2. Penduduk perkotaan meningkat pesat

Jumlah penduduk perkotaan telah meningkat lebih dari dua kali lipat sejak 1950. Kini, penduduk perkotaan mencakup hampir separuh dari 8,2 miliar penduduk dunia. Menurut laporan PBB, pada 2050 dua pertiga pertumbuhan penduduk global diproyeksikan terjadi di perkotaan, dan sebagian besar sepertiga lainnya berada di kota kecil.
Selain itu, jumlah megakota, yang didefinisikan memiliki setidaknya 10 juta penduduk, telah meningkat empat kali lipat dari sebelumnya berjumlah 8 pada 1975 menjadi 33 pada 2025.
Sembilan dari 10 kota terpadat menurut laporan PBB berada di Asia. Selain Jakarta, Dhaka, dan Tokyo, kota-kota Asia lainnya adalah New Delhi (30,2 juta), Shanghai (29,6 juta), Guangzhou (27,6 juta), Manila (24,7 juta), Kolkata (22,5 juta), dan Seoul (22,5 juta).
"Urbanisasi adalah kekuatan penentu zaman kita. Jika dikelola secara inklusif dan strategis, urbanisasi dapat membuka jalur transformatif untuk aksi iklim, pertumbuhan ekonomi, dan pemerataan sosial," kata Wakil Sekjen PBB untuk Urusan Ekonomi dan Sosial, Li Junhia.
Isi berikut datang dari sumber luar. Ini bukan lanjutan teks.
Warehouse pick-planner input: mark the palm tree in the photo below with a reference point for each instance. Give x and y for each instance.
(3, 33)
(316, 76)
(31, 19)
"Untuk mencapai pembangunan wilayah yang seimbang, negara-negara harus mengadopsi kebijakan nasional terpadu yang menyelaraskan perumahan, tata guna lahan, mobilitas, dan layanan publik di seluruh wilayah perkotaan dan pedesaan," tambahnya, dikutip dari NBC News.
3. Sederet permasalahan yang dihadapi Jakarta

Direktur Rujak Centre for Urban Studies yang berbasis di Jakarta, Elisa Sutanudjaja, mengatakan jumlah penduduk Jakarta yang sangat besar menimbulkan tantangan besar, terutama karena buruknya koordinasi antarpemerintah daerah, mengutip ABC News.
Warga Jakarta seringkali menghadapi kemacetan lalu lintas yang ekstrem, polusi, dan banjir. Selain itu, kota metropolitan terbesar di Indonesia itu juga menghadapi masalah akibat naiknya permukaan air laut. Diperkirakan hingga seperempat wilayah kota akan terendam air pada 2050.
PBB memperkirakan bahwa pada 2050 penduduk Jakarta akan bertambah 10 juta jiwa. Pertumbuhan tersebut telah menimbulkan kekhawatiran akan ketimpangan dan keterjangkauan. Serangkaian unjuk rasa terjadi untuk memprotes kondisi pekerja berpenghasilan rendah, termasuk pengemudi ojek daring dan pengantar barang.